Un tipo de edad avanzada se quedó observándome mientras yo miraba la puerta de aquel reducto de masculinidad. La sensatez me decía que no debía entrar, pero mi instinto de detective privado la tumbó empujándome dentro. Poco tardó un desgarbado recepcionista, en increparme algo en su lengua que yo ignoré. Procuré recuperar los resquicios del pobre francés que las monjas intentaron inculcarme, y pretendí hablar con el gerente. El recepcionista debió entenderlo porque se cayó y se adentró tras una cortina que en algún momento debió ser color salmón o algo parecido. Al momento salió por la misma cortina un tipo de porte nobiliario, con una perilla perfectamente recortada y una mirada verde hipnotizante. Cuando recuperé la conciencia le pregunté por el señor Balais. Aunque sus palabras decían no conocerlo, me pareció que su mirada lo traicionaba. Sin más explicaciones y mediando disculpas, me largué con la satisfacción de que el nombre, fuera falso o no, era conocido.
Lo complicado de encontrarse fuera del hábitat conocido, es la falta de recursos, o mejor dicho, el desconocimiento de los mismos. En una oficina de tráfico, quizá, pudiese confirmar la propiedad del vehículo que había aparcado a la puerta del “hamman”, y que había salido con prisa a los dos minutos de irme yo.
Mientras el gerente del local distraía mi atención con sus facciones y su mirada, había conseguido unas cuantas imágenes con la pequeña cámara que siempre llevo conmigo. Debía enviarlas al cliente para que lo pudiera identificar, antes de continuar. Eso hice cuando conseguí llegar al hotel, después de otra larga hora como un ratón en un laberinto.
Mientras esperaba la respuesta del cliente, decidí dar un paseo por la ciudad que tanta leyenda había acumulado, siendo un auténtico hervidero de espías durante las décadas de los 40 y los 50.
La hora de la comida me atropelló sin aviso ni apetencia y entré a un pequeño bar para tomar un típico té, en un tópico gesto turista. Mi acento al pedir el té en francés, debió delatar mi origen a la mujer sentada a la mesa junto a la ventana. Tras comprobar mi origen hispano, me invitó a su mesa y se presentó como Cecilia. Yo mentí acerca de la naturaleza de mi ocupación, ella me confesó la suya. Era la directora del Instituto Cervantes en Tánger.

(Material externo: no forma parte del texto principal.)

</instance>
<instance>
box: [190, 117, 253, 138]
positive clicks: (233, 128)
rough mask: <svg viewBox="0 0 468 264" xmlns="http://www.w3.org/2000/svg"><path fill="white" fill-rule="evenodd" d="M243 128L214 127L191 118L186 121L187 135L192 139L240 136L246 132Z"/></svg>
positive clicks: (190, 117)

Yo no tenía demasiadas verdades que contarle y tampoco era cuestión de presentarme como detective privado de Valencia así que la escuché a ella. Se encargaba también de mantener activo el teatro Cervantes a base de actividades, pero el teatro estaba a punto de caerse por falta de fondos para restaurarlo. Me contó la historia del acaudalado matrimonio español que le encargó construirlo en 1911 al arquitecto Diego Jiménez. Había sido el teatro más grande de África, lo que no me pareció un mérito tremendo, aunque debo reconocer que mi conocimiento de los teatros africanos es bastante limitado. Al parecer, después de asumir unas pérdidas excesivas, el matrimonio lo había cedido al Estado español. Como si eso fuera una garantía de salvación, pensé.
Cecilia me pareció una persona inteligente y me iba a ser muy útil conocer a alguien en una ciudad de la que no conocía el idioma. Acepte su invitación y la imité con una cena al lugar a que ella me llevase.
Continué mi paseo convirtiéndola en una visita ni turística ni guiada, que me llevó al centro y de nuevo al “hamman” de aquel fulano. El coche, un mercedes modelo torero de color blanco estaba aparcado de nuevo. Esta vez en un callejón perpendicular a la calle, como si quisiera ocultarse. El morenazo de ojos verdes y perilla modelo Omar Sharif, salía en ese momento del local, a pie y acompañado de un corpulento bañista oculto bajo una enorme chilaba, que intentaba seguir su paso, sin conseguirlo. Yo seguí los pasos de ambos, y me llevaron a un bajo comercial con poca vida interior. La persiana estaba tan oxidada como el candado que la cerraba. Tras dos intentos, el tercero abrió el candado y otro más la persiana que chirrió y se negó a subir más del escaso metro. El dandi tangerino entró con facilidad y el de la chilaba lo intentó pero golpeó la persiana y hubo de agacharse y pasar a gatas con cierta dificultad. Gajes del oficio de detective.